Thursday, January 25, 2007

"Suffer the little children"

The Catholic Church in Britain, much like its counterpart in Massachusetts, is moving to scuttle its adoption services rather than to offer those services to gay and lesbian couples wishing to adopt a child, as a provision of a new anti-discrimination law in the UK would require.

From the Guardian:
Cabinet sources said the new proposals would require Catholic adoption agencies to consider gay couples - or close down - after a reasonable delay that would allow them to ensure that the children in their care are properly dealt with.
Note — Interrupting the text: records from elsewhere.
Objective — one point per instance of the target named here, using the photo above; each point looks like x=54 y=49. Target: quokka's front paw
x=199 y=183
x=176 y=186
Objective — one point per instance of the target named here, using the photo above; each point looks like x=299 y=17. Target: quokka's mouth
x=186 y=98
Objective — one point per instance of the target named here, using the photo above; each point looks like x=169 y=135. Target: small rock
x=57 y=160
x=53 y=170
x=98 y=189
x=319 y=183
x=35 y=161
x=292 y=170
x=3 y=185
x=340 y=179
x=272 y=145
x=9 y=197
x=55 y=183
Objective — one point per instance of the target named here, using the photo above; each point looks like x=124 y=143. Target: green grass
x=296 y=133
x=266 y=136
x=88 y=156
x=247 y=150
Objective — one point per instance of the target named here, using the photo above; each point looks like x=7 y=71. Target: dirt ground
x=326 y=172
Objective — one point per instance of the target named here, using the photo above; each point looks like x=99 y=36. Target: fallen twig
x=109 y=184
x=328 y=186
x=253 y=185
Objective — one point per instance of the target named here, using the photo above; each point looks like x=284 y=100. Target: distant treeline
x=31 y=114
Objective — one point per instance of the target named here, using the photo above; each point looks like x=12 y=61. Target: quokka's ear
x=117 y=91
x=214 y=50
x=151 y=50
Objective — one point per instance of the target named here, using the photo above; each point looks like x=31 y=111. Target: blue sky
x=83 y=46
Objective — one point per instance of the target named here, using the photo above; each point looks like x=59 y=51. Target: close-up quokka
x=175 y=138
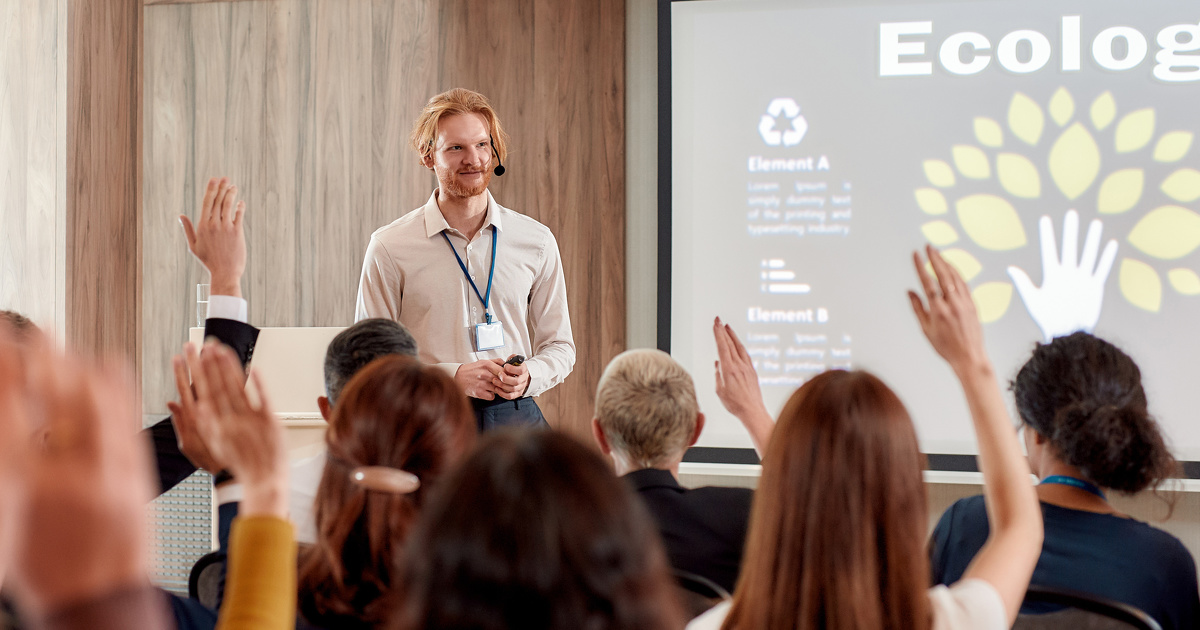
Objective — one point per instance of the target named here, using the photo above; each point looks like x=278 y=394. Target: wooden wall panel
x=103 y=197
x=31 y=204
x=555 y=72
x=318 y=145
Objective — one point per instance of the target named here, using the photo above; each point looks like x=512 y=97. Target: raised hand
x=1072 y=289
x=183 y=414
x=737 y=385
x=953 y=328
x=478 y=378
x=217 y=239
x=246 y=438
x=84 y=519
x=949 y=322
x=511 y=382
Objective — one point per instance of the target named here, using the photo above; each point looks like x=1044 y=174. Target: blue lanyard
x=487 y=295
x=1063 y=480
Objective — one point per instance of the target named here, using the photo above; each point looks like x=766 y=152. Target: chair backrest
x=1081 y=611
x=204 y=582
x=697 y=593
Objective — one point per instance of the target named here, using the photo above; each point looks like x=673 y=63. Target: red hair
x=396 y=413
x=450 y=103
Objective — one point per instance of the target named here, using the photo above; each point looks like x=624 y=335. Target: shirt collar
x=436 y=222
x=652 y=478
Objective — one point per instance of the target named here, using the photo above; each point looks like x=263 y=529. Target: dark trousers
x=502 y=413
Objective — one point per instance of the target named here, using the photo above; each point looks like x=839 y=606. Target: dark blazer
x=172 y=465
x=1103 y=555
x=703 y=529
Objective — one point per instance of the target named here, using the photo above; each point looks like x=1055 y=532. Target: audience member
x=73 y=505
x=838 y=531
x=533 y=532
x=349 y=352
x=262 y=583
x=394 y=413
x=646 y=418
x=1087 y=430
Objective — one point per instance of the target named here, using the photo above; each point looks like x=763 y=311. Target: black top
x=172 y=465
x=1108 y=556
x=703 y=529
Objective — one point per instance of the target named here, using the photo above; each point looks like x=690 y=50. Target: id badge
x=489 y=336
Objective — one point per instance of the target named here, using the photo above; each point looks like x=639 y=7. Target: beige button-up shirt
x=409 y=275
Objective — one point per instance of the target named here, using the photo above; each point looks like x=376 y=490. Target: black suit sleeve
x=172 y=465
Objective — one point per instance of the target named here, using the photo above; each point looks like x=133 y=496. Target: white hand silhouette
x=1072 y=292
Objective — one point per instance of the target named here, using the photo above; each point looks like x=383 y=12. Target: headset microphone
x=499 y=167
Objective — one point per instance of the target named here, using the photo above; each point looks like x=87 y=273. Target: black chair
x=1080 y=611
x=697 y=593
x=204 y=580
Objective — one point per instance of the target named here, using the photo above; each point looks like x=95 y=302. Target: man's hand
x=1072 y=289
x=244 y=436
x=183 y=414
x=513 y=381
x=217 y=239
x=475 y=379
x=949 y=321
x=737 y=385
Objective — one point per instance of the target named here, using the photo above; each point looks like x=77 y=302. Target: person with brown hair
x=838 y=529
x=405 y=419
x=1087 y=430
x=477 y=283
x=533 y=532
x=395 y=413
x=646 y=418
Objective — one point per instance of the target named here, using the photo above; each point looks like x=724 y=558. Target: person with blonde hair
x=480 y=287
x=646 y=418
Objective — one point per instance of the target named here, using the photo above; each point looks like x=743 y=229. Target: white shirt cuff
x=227 y=307
x=228 y=493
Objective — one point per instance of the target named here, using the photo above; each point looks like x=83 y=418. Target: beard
x=453 y=185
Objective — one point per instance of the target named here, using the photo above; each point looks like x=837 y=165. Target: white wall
x=33 y=160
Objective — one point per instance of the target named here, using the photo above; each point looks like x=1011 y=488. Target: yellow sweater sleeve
x=261 y=588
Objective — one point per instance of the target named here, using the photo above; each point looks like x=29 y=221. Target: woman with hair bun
x=1087 y=430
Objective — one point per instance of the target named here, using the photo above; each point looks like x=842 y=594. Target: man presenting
x=479 y=286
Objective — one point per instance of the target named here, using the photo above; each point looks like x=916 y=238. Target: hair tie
x=385 y=479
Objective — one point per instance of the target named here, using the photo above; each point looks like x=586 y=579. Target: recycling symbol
x=790 y=111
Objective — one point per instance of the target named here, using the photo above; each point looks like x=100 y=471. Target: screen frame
x=717 y=455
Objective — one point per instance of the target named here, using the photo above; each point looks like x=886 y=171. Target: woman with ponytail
x=1089 y=432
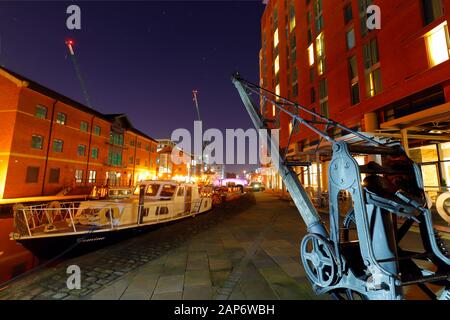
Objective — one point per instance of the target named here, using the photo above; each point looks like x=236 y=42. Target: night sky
x=141 y=58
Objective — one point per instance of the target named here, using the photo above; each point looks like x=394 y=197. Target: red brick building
x=50 y=143
x=393 y=81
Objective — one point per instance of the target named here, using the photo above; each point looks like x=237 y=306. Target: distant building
x=50 y=143
x=393 y=81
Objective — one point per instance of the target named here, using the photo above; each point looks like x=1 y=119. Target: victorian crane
x=374 y=265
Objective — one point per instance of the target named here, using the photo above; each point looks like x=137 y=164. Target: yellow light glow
x=438 y=44
x=275 y=38
x=277 y=64
x=311 y=55
x=320 y=45
x=371 y=85
x=292 y=23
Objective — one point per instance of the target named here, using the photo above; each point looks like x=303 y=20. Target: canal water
x=14 y=258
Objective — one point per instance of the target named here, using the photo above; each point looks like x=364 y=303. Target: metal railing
x=73 y=217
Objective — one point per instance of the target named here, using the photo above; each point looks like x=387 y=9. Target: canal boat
x=54 y=228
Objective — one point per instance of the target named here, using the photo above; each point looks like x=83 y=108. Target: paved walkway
x=252 y=255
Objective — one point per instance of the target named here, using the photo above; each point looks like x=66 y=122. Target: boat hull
x=71 y=245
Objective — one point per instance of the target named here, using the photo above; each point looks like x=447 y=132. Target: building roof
x=66 y=100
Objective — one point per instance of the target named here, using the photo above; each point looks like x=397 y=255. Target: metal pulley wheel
x=319 y=260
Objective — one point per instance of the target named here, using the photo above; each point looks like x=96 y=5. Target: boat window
x=152 y=190
x=168 y=190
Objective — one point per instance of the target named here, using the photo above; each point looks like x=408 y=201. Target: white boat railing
x=77 y=217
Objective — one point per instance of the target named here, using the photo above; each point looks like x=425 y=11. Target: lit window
x=97 y=130
x=311 y=54
x=61 y=118
x=41 y=112
x=94 y=153
x=57 y=145
x=78 y=176
x=36 y=142
x=81 y=151
x=277 y=64
x=320 y=51
x=92 y=176
x=351 y=39
x=84 y=126
x=438 y=44
x=275 y=38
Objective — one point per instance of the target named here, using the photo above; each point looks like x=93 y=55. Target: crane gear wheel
x=319 y=260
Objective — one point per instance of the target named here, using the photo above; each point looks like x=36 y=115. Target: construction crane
x=195 y=99
x=384 y=193
x=70 y=43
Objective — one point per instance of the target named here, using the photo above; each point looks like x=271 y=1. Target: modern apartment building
x=52 y=144
x=393 y=81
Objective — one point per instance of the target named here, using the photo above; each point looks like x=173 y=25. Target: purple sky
x=141 y=58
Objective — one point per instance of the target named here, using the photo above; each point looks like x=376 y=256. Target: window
x=57 y=145
x=323 y=97
x=348 y=14
x=372 y=68
x=84 y=126
x=97 y=130
x=432 y=10
x=313 y=95
x=319 y=16
x=92 y=176
x=41 y=112
x=320 y=51
x=438 y=44
x=277 y=64
x=275 y=38
x=351 y=39
x=363 y=5
x=61 y=118
x=94 y=154
x=311 y=55
x=114 y=158
x=37 y=141
x=78 y=176
x=81 y=151
x=54 y=175
x=354 y=80
x=116 y=139
x=292 y=17
x=32 y=175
This means the Catholic Church, as a world-wide body, apparently, think it is more important to discriminate against gays than it is fulfill Jesus' own command to care for orphans. Let me restate this: It is more important to the Catholic Church to break the Christ's command to not judge than it is to keep his command to care for "the least of these."

When Jesus told us to "suffer the little children," I don't think he literally wanted us to make children suffer.

Tuesday, January 23, 2007

Love God's Way

This is THE viral video of the day, and dammit, I'm not gonna be the only queer blogger not to post about it. The question is, however, have ANY straight or christian blogs written about it?
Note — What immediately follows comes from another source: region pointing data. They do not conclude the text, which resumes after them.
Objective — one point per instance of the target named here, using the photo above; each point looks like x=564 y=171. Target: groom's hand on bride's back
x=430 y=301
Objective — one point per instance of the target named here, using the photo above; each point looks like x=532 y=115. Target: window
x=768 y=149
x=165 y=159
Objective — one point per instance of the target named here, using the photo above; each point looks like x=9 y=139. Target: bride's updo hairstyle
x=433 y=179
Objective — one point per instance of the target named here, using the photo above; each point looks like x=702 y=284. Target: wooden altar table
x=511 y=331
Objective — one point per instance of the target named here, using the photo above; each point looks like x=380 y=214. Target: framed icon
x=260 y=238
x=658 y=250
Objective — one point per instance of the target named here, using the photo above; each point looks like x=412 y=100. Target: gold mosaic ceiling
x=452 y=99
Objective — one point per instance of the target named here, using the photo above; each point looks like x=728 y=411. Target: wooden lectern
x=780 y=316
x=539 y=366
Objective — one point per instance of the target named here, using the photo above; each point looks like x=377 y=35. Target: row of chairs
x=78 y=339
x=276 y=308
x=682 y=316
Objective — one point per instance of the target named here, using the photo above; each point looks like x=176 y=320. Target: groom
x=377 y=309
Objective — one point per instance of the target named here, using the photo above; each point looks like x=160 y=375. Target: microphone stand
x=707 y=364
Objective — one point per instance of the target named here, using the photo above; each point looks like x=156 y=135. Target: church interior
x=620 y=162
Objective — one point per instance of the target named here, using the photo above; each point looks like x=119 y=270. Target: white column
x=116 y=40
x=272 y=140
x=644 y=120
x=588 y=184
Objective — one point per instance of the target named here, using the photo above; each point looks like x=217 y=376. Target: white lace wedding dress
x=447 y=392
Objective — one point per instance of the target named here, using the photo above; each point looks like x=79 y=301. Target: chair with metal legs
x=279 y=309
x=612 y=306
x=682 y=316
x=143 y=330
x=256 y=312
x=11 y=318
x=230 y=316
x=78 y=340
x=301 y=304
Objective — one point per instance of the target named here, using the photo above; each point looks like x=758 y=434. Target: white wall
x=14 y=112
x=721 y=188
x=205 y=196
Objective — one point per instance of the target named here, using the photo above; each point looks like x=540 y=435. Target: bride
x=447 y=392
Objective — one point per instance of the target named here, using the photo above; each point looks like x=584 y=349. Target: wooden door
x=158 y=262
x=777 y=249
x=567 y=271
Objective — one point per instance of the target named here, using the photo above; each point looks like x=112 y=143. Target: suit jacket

"The Bible Says" is either Sasha Baron Cohen level satire or one of the most hateful set of words set to a lite-FM beat. I'm voting for comedy. Well, satire, anyway. It's comedy in either sense, even if Rev. Davies is playing it, er, "straight" and not just with a straight face.

It's possible some straights have picked up on it. His myspace friends are comprised of an alarming nubmer of christian rock bands (who are either much cooler or much more homophobic that I thought). The funniest part of his site is the list of Gay Bands, or bands that will make you gay if you listen to them. Funniest entries include: Sufjan Stevens, Ghost Face Killah, Jay-Z, Eminmen (sic), and Metallica. (Another clue that Rev. Davies may be in on the joke, he has apparently been reading the blogs all day and adding "gay" bands to his list as they are recommended in the comments sections of various blogs who are reporting on his video.) The equally laughable "Safe Bands" list includes the HRC/GLAAD performer of the year, Cyndi Lauper.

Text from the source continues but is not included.